MADDE 5- İmar planları ve imar planlarına dayanılarak yapılan uygulama işlemleriyle mülkiyet hakkına ilişkin idarelerce düzenleme yapılmaktadır. Bu tür işlemlere karşı açılan davaların uzun sürede sonuçlanması; en temel haklardan olan mülkiyet hakkına dokunmakta, vatandaşların taşınmazından tasarruf etme hakkı kısıtlanmakta ve ilgili idareler veya belediyeler planlı şehirleşmeyi gerçekleştirememektedirler.

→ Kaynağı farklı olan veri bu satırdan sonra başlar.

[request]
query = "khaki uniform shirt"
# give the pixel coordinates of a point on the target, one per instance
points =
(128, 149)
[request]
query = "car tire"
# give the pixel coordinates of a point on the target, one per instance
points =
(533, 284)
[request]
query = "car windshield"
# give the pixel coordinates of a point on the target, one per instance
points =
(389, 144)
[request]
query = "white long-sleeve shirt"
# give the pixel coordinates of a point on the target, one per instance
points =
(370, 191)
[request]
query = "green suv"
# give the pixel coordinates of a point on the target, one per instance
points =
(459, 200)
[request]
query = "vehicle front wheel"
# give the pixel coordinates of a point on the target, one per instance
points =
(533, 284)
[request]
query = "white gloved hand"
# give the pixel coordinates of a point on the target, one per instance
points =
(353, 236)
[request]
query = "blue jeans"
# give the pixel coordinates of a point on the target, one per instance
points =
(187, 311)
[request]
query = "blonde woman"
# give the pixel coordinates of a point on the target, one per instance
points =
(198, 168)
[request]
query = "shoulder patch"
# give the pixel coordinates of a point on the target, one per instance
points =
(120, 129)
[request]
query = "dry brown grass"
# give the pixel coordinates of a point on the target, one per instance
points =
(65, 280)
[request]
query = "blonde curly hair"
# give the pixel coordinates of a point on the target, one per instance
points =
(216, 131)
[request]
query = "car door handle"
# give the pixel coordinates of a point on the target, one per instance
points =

Bu nedenle madde ile; 2577 sayılı Kanunun 20/A maddesinin birinci fıkrasında düzenleme yapılarak, imar planları ile imar planlarına göre yapılan arazi ve arsa düzenleme işlemlerine karşı açılan davaların ivedi yargılama usulüne tabi olması amaçlanmaktadır. 

MADDE 6- Madde ile; fiilen uygulama imkanı kalmadığından, 3194 sayılı İmar Kanununun 7 nci maddesinde yer alan “mevzi” ibaresinin madde metninden çıkarılması amaçlanmaktadır. 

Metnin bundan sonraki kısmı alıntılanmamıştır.